Which is probably why IBM is so chipper. The fact that IBM reckons, according to Loughridge, that the governments of the world have printed up $5 trillion in stimulus funds and that some $3 trillion of that can be chased (but certainly not captured) by products and services made by Big Blue, isn’t hurting the mood at the company, either. Unless you happen to be one of the IBMers who is getting sacked on the QT, of course. Palmisano is certainly pretty peppy, considering all of the negative signs in IBM’s financial report for Q1.
“IBM continued to perform well in a very difficult economic environment,” Palmisano said in his traditional quarterly statement accompanying the financial results; he did not join the Wall Street conference call, which he should do some time. “This was due to our long-term strategic focus: shifting into software and services, divesting of commodity businesses, and creating solutions that help clients reduce cost and conserve capital. At the same time we have a disciplined approach to cost and expense management giving us a strong financial position. We are well-positioned to continue to move aggressively and leverage our strong cash performance to make the most of the opportunities that arise, including smarter planet initiatives and other strategic options. We remain ahead of pace for our 2010 roadmap of $10 to $11 per share.”

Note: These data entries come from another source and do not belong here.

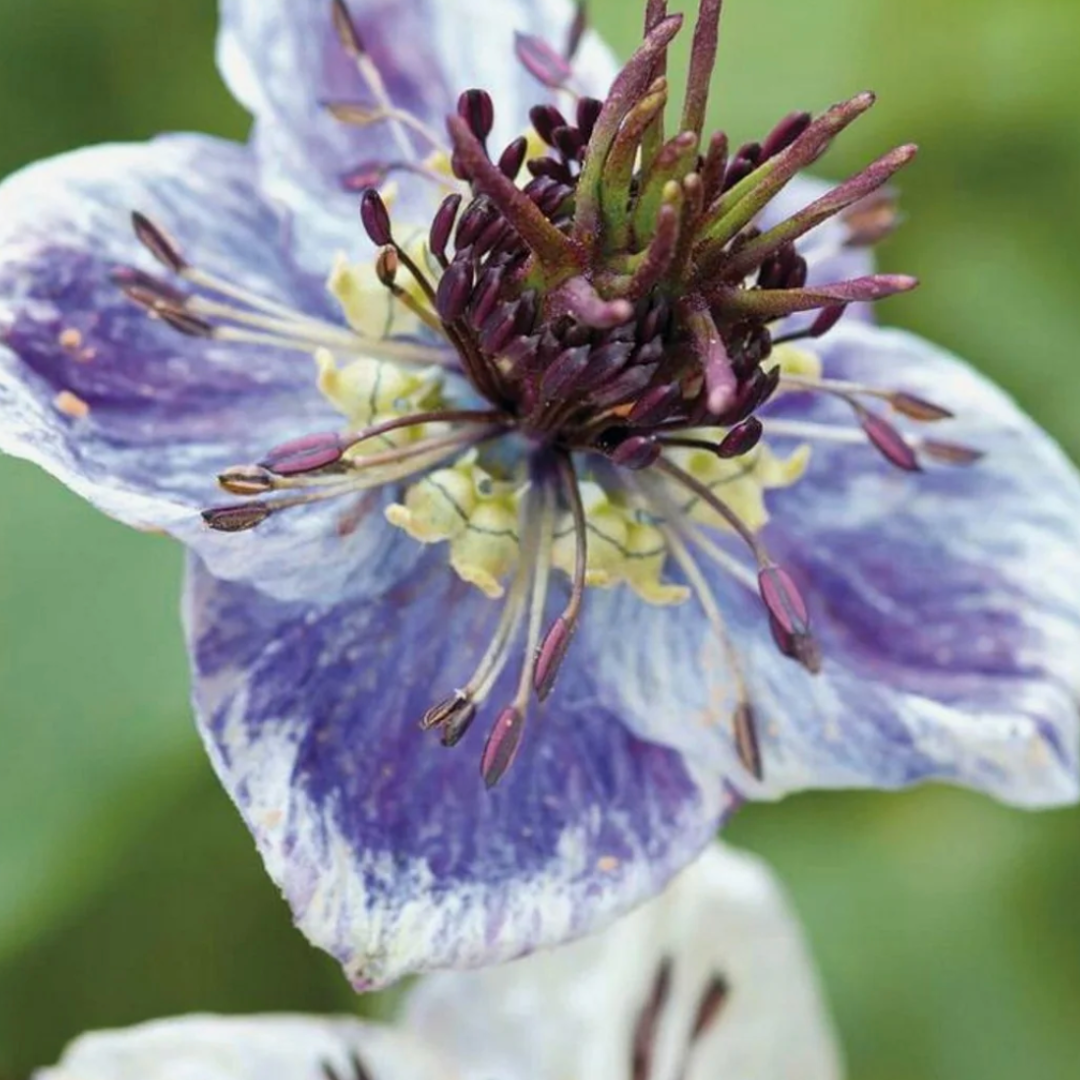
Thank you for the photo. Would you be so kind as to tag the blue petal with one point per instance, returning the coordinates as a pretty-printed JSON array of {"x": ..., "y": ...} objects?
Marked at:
[
  {"x": 283, "y": 62},
  {"x": 387, "y": 846},
  {"x": 166, "y": 413},
  {"x": 947, "y": 603}
]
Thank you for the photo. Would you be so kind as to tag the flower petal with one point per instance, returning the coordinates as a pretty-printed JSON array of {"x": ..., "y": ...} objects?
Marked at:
[
  {"x": 387, "y": 846},
  {"x": 283, "y": 62},
  {"x": 130, "y": 414},
  {"x": 245, "y": 1048},
  {"x": 947, "y": 603},
  {"x": 729, "y": 939}
]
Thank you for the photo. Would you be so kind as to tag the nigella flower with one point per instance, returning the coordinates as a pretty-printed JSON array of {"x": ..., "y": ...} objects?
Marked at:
[
  {"x": 710, "y": 980},
  {"x": 591, "y": 463}
]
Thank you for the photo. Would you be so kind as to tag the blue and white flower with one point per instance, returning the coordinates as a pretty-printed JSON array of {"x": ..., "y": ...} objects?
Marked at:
[
  {"x": 710, "y": 980},
  {"x": 586, "y": 458}
]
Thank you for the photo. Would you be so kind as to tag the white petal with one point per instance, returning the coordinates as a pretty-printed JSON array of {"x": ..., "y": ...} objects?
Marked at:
[
  {"x": 572, "y": 1012},
  {"x": 244, "y": 1048}
]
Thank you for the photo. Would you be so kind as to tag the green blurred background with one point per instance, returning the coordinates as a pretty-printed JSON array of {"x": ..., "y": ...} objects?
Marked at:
[{"x": 947, "y": 928}]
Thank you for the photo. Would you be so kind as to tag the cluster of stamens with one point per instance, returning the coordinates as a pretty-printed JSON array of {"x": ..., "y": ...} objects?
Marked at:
[{"x": 615, "y": 302}]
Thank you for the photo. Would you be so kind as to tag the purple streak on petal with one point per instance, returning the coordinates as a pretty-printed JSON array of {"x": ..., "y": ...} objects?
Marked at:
[
  {"x": 164, "y": 414},
  {"x": 283, "y": 61},
  {"x": 946, "y": 603},
  {"x": 387, "y": 845}
]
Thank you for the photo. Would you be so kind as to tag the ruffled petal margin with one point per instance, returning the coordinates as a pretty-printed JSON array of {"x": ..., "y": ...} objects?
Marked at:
[{"x": 391, "y": 852}]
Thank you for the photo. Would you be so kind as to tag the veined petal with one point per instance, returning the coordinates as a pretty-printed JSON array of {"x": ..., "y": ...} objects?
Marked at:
[
  {"x": 391, "y": 852},
  {"x": 283, "y": 62},
  {"x": 245, "y": 1048},
  {"x": 947, "y": 603},
  {"x": 729, "y": 942},
  {"x": 126, "y": 412}
]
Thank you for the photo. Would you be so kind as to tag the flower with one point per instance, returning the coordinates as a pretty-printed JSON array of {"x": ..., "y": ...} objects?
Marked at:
[
  {"x": 607, "y": 424},
  {"x": 711, "y": 979}
]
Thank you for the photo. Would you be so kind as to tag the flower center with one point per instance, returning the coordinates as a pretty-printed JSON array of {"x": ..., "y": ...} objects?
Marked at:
[{"x": 572, "y": 362}]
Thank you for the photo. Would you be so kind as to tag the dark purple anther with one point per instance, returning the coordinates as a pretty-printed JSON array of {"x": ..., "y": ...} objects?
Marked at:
[
  {"x": 502, "y": 745},
  {"x": 158, "y": 243},
  {"x": 305, "y": 455},
  {"x": 542, "y": 62},
  {"x": 512, "y": 159},
  {"x": 237, "y": 518},
  {"x": 477, "y": 216},
  {"x": 738, "y": 171},
  {"x": 637, "y": 451},
  {"x": 886, "y": 439},
  {"x": 549, "y": 169},
  {"x": 455, "y": 727},
  {"x": 375, "y": 217},
  {"x": 784, "y": 134},
  {"x": 485, "y": 296},
  {"x": 655, "y": 405},
  {"x": 589, "y": 112},
  {"x": 246, "y": 481},
  {"x": 918, "y": 408},
  {"x": 499, "y": 328},
  {"x": 476, "y": 109},
  {"x": 564, "y": 374},
  {"x": 550, "y": 656},
  {"x": 454, "y": 292},
  {"x": 805, "y": 650},
  {"x": 826, "y": 320},
  {"x": 608, "y": 361},
  {"x": 783, "y": 601},
  {"x": 189, "y": 325},
  {"x": 443, "y": 225},
  {"x": 568, "y": 142},
  {"x": 146, "y": 289},
  {"x": 346, "y": 29},
  {"x": 741, "y": 439},
  {"x": 950, "y": 454},
  {"x": 545, "y": 119},
  {"x": 746, "y": 742}
]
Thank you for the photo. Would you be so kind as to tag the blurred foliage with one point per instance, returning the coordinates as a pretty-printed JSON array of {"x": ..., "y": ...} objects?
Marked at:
[{"x": 946, "y": 927}]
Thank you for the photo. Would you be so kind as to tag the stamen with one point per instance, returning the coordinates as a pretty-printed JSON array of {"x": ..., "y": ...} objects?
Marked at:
[
  {"x": 787, "y": 612},
  {"x": 456, "y": 714},
  {"x": 352, "y": 43},
  {"x": 825, "y": 321},
  {"x": 363, "y": 116},
  {"x": 906, "y": 404},
  {"x": 714, "y": 502},
  {"x": 272, "y": 324},
  {"x": 505, "y": 737},
  {"x": 702, "y": 63},
  {"x": 744, "y": 730},
  {"x": 556, "y": 642}
]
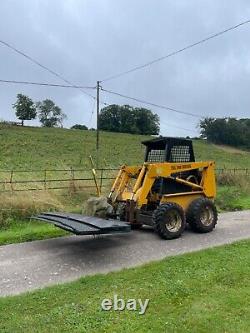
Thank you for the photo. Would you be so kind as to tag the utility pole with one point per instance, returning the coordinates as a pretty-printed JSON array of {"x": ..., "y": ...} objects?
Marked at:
[
  {"x": 97, "y": 121},
  {"x": 97, "y": 115}
]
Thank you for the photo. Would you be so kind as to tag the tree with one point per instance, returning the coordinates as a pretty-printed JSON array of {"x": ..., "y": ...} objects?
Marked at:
[
  {"x": 25, "y": 108},
  {"x": 229, "y": 131},
  {"x": 81, "y": 127},
  {"x": 127, "y": 119},
  {"x": 50, "y": 115}
]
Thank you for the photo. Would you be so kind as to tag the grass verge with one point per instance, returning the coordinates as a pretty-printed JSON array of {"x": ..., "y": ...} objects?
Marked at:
[
  {"x": 24, "y": 231},
  {"x": 206, "y": 291}
]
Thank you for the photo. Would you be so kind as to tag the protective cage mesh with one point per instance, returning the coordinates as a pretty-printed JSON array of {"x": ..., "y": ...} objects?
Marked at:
[
  {"x": 156, "y": 155},
  {"x": 180, "y": 154}
]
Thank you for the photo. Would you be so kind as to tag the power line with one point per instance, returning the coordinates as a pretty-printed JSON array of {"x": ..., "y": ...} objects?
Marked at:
[
  {"x": 175, "y": 52},
  {"x": 44, "y": 67},
  {"x": 45, "y": 84},
  {"x": 152, "y": 104}
]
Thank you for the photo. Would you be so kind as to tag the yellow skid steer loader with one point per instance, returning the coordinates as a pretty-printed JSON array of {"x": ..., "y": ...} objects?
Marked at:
[{"x": 167, "y": 191}]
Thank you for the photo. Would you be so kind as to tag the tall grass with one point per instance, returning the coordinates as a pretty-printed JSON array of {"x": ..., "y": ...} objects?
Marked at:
[{"x": 20, "y": 205}]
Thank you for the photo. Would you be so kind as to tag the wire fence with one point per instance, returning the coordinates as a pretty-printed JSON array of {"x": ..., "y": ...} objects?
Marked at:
[{"x": 75, "y": 179}]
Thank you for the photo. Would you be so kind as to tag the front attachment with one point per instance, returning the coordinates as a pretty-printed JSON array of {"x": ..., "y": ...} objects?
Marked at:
[{"x": 84, "y": 225}]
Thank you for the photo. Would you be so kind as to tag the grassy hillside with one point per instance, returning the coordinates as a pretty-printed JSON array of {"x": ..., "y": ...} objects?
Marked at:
[{"x": 40, "y": 148}]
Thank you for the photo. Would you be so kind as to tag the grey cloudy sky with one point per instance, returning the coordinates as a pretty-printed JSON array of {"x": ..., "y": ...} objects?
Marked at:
[{"x": 89, "y": 40}]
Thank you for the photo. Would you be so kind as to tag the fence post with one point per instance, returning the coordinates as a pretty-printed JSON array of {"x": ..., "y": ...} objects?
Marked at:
[
  {"x": 101, "y": 181},
  {"x": 11, "y": 179},
  {"x": 45, "y": 178}
]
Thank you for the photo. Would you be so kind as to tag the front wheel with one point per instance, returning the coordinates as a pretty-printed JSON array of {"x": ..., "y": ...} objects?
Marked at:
[
  {"x": 169, "y": 220},
  {"x": 202, "y": 215}
]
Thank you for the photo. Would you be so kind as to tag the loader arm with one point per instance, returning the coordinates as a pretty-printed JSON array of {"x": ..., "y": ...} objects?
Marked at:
[{"x": 149, "y": 172}]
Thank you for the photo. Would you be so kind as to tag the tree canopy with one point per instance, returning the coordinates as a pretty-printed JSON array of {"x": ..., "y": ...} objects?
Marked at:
[
  {"x": 50, "y": 115},
  {"x": 229, "y": 131},
  {"x": 128, "y": 119},
  {"x": 25, "y": 108}
]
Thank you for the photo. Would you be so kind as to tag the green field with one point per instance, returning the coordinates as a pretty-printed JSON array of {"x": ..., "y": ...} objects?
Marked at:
[
  {"x": 196, "y": 293},
  {"x": 41, "y": 148},
  {"x": 32, "y": 148}
]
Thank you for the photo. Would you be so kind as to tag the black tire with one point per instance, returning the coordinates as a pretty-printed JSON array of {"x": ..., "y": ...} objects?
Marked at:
[
  {"x": 202, "y": 215},
  {"x": 169, "y": 220}
]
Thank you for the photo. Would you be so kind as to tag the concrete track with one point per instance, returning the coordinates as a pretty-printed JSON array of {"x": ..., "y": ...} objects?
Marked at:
[{"x": 37, "y": 264}]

Palmisano was referring to earnings per share for the full year, which IBM might have to buy with its cash hoard if the economy doesn’t improve. IBM has $12.3 billion in cash, but also has $7.6 billion on debts not related to its Global Financing arm, which finances IT products for resellers and customers. Global Financing has $30.5 billion in assets, but also has $23.4 billion in debts.
Palmisano did not say anything about the rumors that IBM was trying to buy Sun since mid-March, and on the call, Loughridge spent about as much time as it takes you to read a period on the subject of Sun and Oracle’s proposed acquisition earlier in the day. He said that Sun and Oracle have been partners for 20 years and still, somehow, IBM has managed to gain market share. “We have been competing with Sun, and we know Oracle inside and out, and now they have the same address and the same mailbox,” Loughridge added with just a touch of disdain. He brushed off a question about Cisco Systems entering the server space with such brevity and vagueness my brain buffers could not remember what he said and so I didn’t write it down to share with you.
IBM is apparently not worried. And that is pretty foolish. And maybe, just maybe, letting Sun fall into the hands of Oracle will prove to be a very bad thing for IBM’s business in the long term. We shall see.